Everyone's Replaceable

Clown Contemplating Turning Slipknot Into Menudo

  • Axl Rosenberg
0

knot slipknotHere’s an interesting Clown quote from Hellbound, a new BBC audio documentary about Slipknot (listen to it here… transcription courtesy of Metal Injection):

“I’m always trying to figure out how to let it be forever, kind of like a Van Gogh painting. They’re not just gonna take one of my album covers and stick it in the Louvre [museum in Paris]. But if we can keep it going, if we can keep the philosophy and the culture going, there’s no reason why kings and queens can’t take it over.

“Don’t be surprised one day, you know, nobody in the band will be in the band. It’ll all just be new people. I’ll be eighty and there’ll be a whole Slipknot thing moving. I mean, we’ve got two new guys now, man. You never know — my son might take over. You never know.”

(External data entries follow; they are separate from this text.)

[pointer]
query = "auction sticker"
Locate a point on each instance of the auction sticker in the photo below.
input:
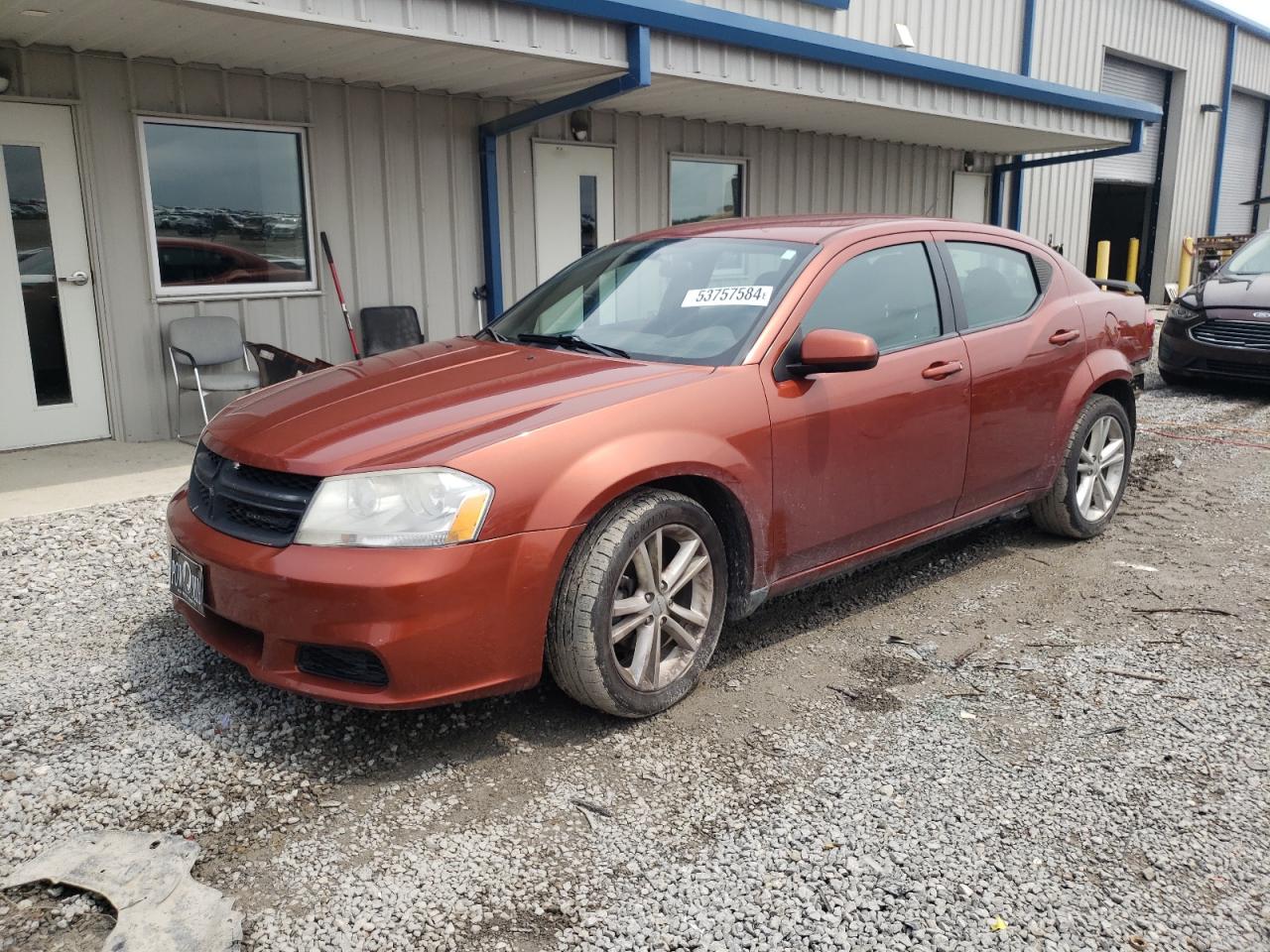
(757, 295)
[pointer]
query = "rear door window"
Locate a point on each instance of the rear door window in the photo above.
(998, 285)
(887, 294)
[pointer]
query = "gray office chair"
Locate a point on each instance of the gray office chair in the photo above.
(204, 352)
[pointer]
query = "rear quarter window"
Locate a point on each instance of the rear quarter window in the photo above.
(998, 285)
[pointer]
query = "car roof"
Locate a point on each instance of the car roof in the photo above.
(818, 229)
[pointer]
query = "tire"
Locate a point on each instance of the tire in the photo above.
(604, 576)
(1061, 511)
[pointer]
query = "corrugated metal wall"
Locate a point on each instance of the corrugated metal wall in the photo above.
(953, 30)
(395, 185)
(1074, 37)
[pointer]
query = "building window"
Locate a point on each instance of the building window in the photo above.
(229, 208)
(705, 189)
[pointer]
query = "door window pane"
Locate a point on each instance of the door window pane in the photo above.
(703, 190)
(36, 267)
(998, 285)
(229, 207)
(887, 294)
(588, 209)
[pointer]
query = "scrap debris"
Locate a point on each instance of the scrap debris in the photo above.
(146, 879)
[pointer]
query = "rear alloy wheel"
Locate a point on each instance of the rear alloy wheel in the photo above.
(1089, 484)
(640, 606)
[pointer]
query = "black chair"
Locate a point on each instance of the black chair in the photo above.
(389, 329)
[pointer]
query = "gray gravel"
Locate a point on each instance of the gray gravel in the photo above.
(943, 753)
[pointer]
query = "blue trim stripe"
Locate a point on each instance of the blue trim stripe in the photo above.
(698, 22)
(639, 73)
(1218, 12)
(1232, 36)
(1025, 58)
(1019, 164)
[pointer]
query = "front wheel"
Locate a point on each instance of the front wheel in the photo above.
(1089, 484)
(640, 604)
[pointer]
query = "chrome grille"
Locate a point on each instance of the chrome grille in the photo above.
(1243, 334)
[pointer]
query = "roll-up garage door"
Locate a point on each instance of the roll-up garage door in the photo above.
(1241, 169)
(1130, 79)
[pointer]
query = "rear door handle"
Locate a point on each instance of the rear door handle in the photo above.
(942, 370)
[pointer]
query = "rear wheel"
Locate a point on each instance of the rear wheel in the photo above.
(1089, 484)
(640, 604)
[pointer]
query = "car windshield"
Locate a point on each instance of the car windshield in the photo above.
(1254, 258)
(693, 299)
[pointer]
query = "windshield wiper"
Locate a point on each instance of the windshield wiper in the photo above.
(572, 343)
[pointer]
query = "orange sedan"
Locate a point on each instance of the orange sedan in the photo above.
(667, 433)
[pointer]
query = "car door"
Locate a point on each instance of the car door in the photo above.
(869, 456)
(1025, 340)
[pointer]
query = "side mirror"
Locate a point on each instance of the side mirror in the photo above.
(826, 350)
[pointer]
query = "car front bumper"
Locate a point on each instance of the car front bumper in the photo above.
(1183, 354)
(445, 624)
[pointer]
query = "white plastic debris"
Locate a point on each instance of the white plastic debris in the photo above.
(146, 879)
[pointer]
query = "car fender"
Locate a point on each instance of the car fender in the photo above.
(592, 481)
(1097, 368)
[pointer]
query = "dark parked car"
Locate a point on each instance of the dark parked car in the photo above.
(1220, 327)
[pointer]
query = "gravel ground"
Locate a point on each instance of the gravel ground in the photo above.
(1000, 740)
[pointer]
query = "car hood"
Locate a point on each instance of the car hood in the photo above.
(1237, 293)
(426, 405)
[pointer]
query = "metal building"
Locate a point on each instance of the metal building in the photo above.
(171, 158)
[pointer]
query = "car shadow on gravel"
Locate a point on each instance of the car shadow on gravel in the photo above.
(177, 679)
(832, 604)
(180, 680)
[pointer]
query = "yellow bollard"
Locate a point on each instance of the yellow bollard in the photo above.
(1188, 266)
(1103, 262)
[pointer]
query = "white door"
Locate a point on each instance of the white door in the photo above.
(572, 200)
(51, 388)
(970, 197)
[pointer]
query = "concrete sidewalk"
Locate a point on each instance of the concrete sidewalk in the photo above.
(75, 475)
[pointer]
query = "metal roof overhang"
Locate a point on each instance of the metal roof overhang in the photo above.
(706, 63)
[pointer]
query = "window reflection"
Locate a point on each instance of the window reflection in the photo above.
(30, 212)
(229, 206)
(703, 190)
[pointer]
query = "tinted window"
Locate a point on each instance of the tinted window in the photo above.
(887, 294)
(998, 285)
(229, 204)
(703, 190)
(699, 299)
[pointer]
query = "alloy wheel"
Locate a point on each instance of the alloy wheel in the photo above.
(662, 607)
(1100, 470)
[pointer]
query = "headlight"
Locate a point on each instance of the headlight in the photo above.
(399, 508)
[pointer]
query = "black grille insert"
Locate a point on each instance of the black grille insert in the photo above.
(248, 503)
(341, 664)
(1250, 371)
(1248, 335)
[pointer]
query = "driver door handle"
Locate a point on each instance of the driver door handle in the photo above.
(943, 368)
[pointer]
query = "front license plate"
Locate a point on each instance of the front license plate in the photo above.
(186, 579)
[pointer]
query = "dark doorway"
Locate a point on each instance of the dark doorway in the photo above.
(1121, 211)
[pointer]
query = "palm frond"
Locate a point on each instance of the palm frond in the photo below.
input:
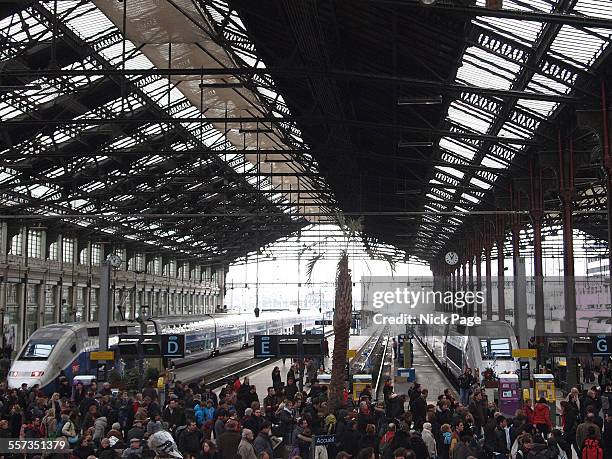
(310, 266)
(389, 259)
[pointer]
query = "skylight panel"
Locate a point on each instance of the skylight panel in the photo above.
(479, 183)
(477, 76)
(545, 85)
(594, 8)
(470, 198)
(510, 130)
(524, 31)
(452, 171)
(540, 107)
(468, 120)
(487, 161)
(590, 47)
(532, 5)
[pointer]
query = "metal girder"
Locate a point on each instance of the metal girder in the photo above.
(304, 72)
(556, 18)
(250, 119)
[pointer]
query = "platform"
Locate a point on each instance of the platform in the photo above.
(427, 374)
(262, 377)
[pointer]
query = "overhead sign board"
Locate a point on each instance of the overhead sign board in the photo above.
(525, 371)
(102, 355)
(173, 346)
(524, 353)
(324, 440)
(602, 345)
(266, 346)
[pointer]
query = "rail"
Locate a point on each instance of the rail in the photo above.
(221, 376)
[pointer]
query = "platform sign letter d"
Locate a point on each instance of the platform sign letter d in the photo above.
(602, 345)
(265, 345)
(172, 345)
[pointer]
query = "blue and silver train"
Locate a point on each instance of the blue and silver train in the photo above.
(64, 349)
(488, 345)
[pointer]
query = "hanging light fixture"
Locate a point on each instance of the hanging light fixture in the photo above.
(495, 4)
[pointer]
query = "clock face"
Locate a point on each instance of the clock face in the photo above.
(114, 260)
(451, 258)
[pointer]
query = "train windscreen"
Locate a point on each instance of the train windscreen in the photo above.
(495, 348)
(38, 350)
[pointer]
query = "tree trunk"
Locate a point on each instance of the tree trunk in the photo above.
(342, 330)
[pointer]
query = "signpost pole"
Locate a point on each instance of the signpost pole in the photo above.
(104, 314)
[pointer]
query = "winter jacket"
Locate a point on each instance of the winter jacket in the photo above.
(99, 428)
(227, 444)
(189, 442)
(262, 443)
(174, 417)
(246, 450)
(430, 442)
(128, 451)
(541, 415)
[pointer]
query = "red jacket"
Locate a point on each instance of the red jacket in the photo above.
(528, 410)
(541, 414)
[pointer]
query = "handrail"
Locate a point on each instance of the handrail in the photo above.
(382, 366)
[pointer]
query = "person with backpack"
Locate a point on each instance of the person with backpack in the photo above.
(465, 381)
(541, 417)
(582, 432)
(445, 441)
(606, 437)
(591, 448)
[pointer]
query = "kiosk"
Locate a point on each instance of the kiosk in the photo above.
(509, 394)
(324, 379)
(544, 386)
(359, 384)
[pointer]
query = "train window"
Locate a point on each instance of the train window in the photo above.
(498, 348)
(38, 350)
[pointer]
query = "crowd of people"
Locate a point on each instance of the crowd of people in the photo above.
(98, 422)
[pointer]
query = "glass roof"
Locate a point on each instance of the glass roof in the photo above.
(498, 58)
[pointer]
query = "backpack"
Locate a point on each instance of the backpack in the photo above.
(60, 426)
(591, 449)
(330, 424)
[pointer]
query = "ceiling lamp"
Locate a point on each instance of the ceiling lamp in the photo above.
(495, 4)
(408, 144)
(434, 100)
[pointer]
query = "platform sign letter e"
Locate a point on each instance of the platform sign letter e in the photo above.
(173, 346)
(602, 345)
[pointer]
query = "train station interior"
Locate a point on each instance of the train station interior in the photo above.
(223, 170)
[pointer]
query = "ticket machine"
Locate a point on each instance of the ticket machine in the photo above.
(359, 384)
(509, 394)
(544, 386)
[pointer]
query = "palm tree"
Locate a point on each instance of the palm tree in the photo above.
(342, 309)
(342, 330)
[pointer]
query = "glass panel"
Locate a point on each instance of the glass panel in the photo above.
(38, 350)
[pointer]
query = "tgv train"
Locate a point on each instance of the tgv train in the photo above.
(64, 348)
(488, 345)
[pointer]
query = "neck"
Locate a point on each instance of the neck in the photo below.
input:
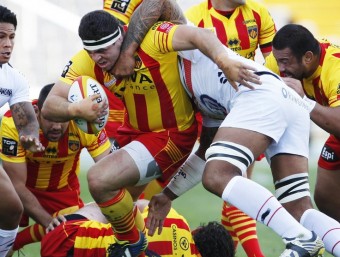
(223, 5)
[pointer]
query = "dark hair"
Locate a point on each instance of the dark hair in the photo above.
(43, 94)
(96, 25)
(7, 16)
(297, 38)
(214, 240)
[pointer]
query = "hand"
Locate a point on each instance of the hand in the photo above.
(56, 221)
(159, 208)
(236, 71)
(89, 109)
(295, 84)
(124, 66)
(31, 144)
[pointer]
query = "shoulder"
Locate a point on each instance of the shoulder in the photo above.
(255, 5)
(195, 13)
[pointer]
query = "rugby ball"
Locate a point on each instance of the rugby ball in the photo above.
(81, 88)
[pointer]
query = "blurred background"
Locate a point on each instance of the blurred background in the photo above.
(47, 38)
(47, 34)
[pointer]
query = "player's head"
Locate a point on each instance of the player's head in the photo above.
(213, 240)
(53, 131)
(102, 37)
(295, 50)
(8, 25)
(235, 3)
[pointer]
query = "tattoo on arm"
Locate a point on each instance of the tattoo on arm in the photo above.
(147, 14)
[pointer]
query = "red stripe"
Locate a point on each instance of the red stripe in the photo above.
(242, 31)
(57, 169)
(32, 174)
(141, 112)
(220, 30)
(187, 74)
(166, 104)
(258, 21)
(161, 247)
(179, 223)
(56, 172)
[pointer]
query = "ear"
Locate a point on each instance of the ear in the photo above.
(36, 109)
(308, 57)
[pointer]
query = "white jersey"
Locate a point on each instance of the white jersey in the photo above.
(272, 109)
(14, 87)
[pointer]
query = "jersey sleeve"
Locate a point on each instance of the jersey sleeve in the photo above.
(271, 63)
(330, 78)
(11, 149)
(267, 30)
(159, 39)
(80, 64)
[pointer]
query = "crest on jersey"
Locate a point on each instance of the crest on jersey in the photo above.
(120, 5)
(9, 146)
(233, 42)
(138, 62)
(73, 145)
(252, 32)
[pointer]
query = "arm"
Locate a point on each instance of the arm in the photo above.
(57, 107)
(188, 38)
(27, 125)
(102, 155)
(148, 13)
(188, 176)
(18, 175)
(327, 118)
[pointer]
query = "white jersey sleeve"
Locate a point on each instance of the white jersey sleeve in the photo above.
(206, 84)
(14, 87)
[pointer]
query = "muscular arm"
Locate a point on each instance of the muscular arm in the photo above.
(327, 118)
(56, 106)
(148, 13)
(189, 37)
(18, 175)
(27, 125)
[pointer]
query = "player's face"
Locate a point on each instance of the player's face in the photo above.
(53, 131)
(288, 64)
(106, 57)
(7, 35)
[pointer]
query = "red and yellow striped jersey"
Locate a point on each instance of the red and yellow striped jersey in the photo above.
(249, 26)
(324, 84)
(121, 9)
(92, 238)
(154, 97)
(116, 107)
(175, 239)
(57, 167)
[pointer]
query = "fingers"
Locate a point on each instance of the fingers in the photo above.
(56, 221)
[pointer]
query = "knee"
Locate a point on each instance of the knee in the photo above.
(215, 179)
(93, 180)
(10, 217)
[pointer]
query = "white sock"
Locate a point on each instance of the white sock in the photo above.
(7, 238)
(260, 204)
(325, 227)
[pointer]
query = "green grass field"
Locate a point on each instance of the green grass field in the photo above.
(199, 206)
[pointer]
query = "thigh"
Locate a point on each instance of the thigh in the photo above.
(327, 193)
(10, 205)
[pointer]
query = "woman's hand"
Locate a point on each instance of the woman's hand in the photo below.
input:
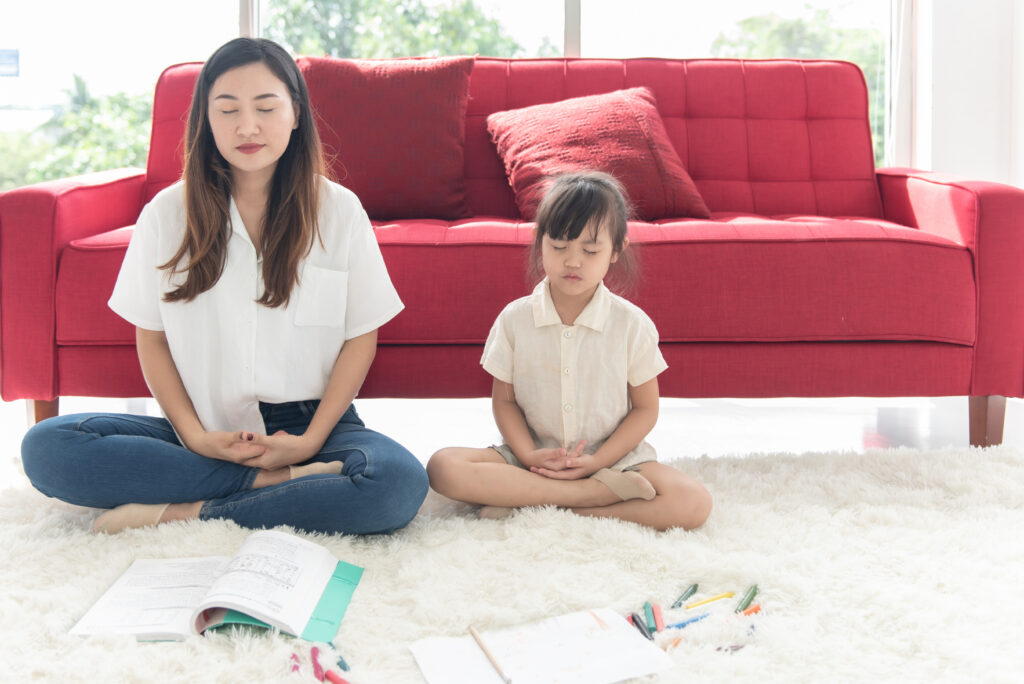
(233, 446)
(282, 450)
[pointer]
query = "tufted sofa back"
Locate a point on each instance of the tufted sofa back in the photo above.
(767, 137)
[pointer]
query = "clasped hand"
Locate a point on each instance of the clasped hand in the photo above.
(256, 451)
(562, 464)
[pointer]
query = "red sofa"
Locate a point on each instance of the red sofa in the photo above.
(816, 273)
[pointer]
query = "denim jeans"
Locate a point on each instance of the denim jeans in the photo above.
(105, 460)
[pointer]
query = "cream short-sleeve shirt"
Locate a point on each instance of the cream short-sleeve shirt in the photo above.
(571, 381)
(232, 353)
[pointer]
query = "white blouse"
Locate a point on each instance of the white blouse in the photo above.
(232, 353)
(571, 381)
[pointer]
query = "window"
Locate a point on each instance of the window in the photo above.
(853, 30)
(81, 95)
(404, 28)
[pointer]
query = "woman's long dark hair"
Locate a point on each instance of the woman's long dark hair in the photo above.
(290, 226)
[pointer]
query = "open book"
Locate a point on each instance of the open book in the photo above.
(274, 580)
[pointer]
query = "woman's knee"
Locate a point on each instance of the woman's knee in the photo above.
(440, 469)
(39, 452)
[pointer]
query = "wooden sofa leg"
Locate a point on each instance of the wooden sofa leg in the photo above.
(987, 414)
(40, 410)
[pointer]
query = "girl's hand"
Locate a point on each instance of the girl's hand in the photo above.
(566, 463)
(233, 446)
(281, 450)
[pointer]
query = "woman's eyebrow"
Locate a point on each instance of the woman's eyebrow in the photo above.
(263, 96)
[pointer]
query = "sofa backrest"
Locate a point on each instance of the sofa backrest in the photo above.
(774, 136)
(771, 136)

First of all: the analogy with the Van Gogh painting no makes sense. A Van Gogh painting isn’t “forever” because Van Gogh licensed his name to be used by other artists after his death, it’s forever because it’s a great work of art. If you’re gonna make a comparison to the medium of music, then what Clown should really be worried about is writing great songs, because those will be “forever” (and depending on your feelings about Slipknot, you could argue that they’ve already accomplished this goal).

What Clown is really describing isn’t a band — it’s a brand. And being a brand in and of itself isn’t bad — branding is important if you wanna get your music to the masses — but the notion that the brand would be more to the audience than the individual band members is bizarre. Fictional characters get rebooted with new creative teams. Bands do not. Groups that are really producer-owned, like Menudo and C&C Music Factory, might, but I don’t think there’s any credible musician in the world who wants to be remembered in the light as those guys. Even bands where the members only just barely seem to matter are unlikely to continue after their most important member (e.g., Dave Mustaine, Axl Rose, etc.) finally retires or dies.

(Quick digression: maybe you could argue that what Clown is describing is akin to a symphony… but I’d argue that’s not correct, either. 95% or more symphony performances are not of new or original pieces of music.)

This is really just a bad idea. If Clown’s main concern is actually providing for his son or giving him some “in” to the music business, well, he’s already done that — as his heir, Clown Jr. will someday inherit some portion of the Slipknot catalog even if he’s not on a stage in a jumpsuit banging pots and pans like his father before him. If Clown’s main concern is actually seeing that Slipknot’s legacy lives on throughout the ages, then he should just focus on making art that resonates with people on a deep, meaningful level. Y’know, like “People = Shit” and “Pulse of the Maggots.”